Security engineer. Incident responder. Builder.
There was no obvious path from San José to the European Commission. Growing up in a working-class neighbourhood where that trajectory simply wasn't in the frame, you learn something early: problems get solved or they don't, resources are what you have right now, and waiting for better conditions is not a strategy.
That instinct is the foundation. Not a certification, not a degree. The habit of getting close to how things actually work, and fixing them when they break, built before any formal training did.
Erasmus University Rotterdam, then a year at Jiao Tong University in Shanghai. Business information management, data analytics, e-commerce and digital innovation. Not just different subjects, but different ways of thinking about how systems move, how information becomes leverage, what falls apart when you operate in an unfamiliar environment.

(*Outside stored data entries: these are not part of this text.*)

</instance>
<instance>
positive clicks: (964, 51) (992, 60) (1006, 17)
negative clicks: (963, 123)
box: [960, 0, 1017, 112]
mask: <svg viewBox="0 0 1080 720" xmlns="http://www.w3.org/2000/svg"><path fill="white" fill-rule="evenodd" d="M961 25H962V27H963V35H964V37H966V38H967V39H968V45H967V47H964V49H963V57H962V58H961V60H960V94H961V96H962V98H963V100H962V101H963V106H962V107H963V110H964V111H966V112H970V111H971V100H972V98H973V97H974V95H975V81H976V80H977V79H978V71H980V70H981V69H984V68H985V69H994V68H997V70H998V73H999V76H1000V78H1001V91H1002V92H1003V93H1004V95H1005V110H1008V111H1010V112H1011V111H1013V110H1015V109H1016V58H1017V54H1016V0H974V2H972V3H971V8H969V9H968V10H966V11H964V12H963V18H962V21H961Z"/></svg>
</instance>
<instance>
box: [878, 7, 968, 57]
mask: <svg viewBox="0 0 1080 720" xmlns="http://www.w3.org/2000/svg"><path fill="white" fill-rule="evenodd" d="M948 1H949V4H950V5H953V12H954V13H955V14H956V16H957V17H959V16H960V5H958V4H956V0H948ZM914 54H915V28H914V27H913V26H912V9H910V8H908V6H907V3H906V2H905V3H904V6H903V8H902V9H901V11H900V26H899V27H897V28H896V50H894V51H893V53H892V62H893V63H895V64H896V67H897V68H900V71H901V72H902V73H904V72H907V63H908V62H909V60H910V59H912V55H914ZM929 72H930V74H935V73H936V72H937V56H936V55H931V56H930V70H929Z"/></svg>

The first security work ran alongside the degree. Analyzing vulnerabilities in Dutch energy infrastructure. Building digital systems for organizations with no IT budget. Enough real work to know the difference between how a system is supposed to behave and what actually happens under load.
Berlin changed the register. When Black Basta ransomware hit a major European manufacturer, the question stopped being theoretical. Active incident, infrastructure down, timeline compressed. The job was to bring it back.
Two weeks. That is the kind of test that does not come from any training program. You find out quickly whether what you know holds under that pressure, or whether it was always more comfortable than real. It held.
The EU institutional CSOC is where the arc lands. Cybersecurity engineering at the European level, endpoint security strategy across institutional infrastructure, AI-assisted operations, team leadership. The problems are familiar. The scale and the stakes are not.
From Barcelona, building continues in parallel. Intelligence platforms and security tools, built from the same operational methodology as the consulting work, for organizations and individuals that cannot afford to hire it at source. Different audience, same standard.
Security consulting that produces working defenses, not reports that sit in a drawer. Every engagement ends with something that functions: monitored, tested, documented.
The tools come from the same place, inside the problem. The same methodology that drives the consulting work powers the intelligence platforms and security products, built because the threats don't stop at institutional boundaries.
Operating across Europe and Latin America. EU institutional security, NIS2 advisory, intelligence platform development. Different contexts, same standard.
The work has always moved toward environments where security decisions carry real consequences, active threat landscapes, constrained resources, institutional stakes that do not forgive mistakes. That is where it continues.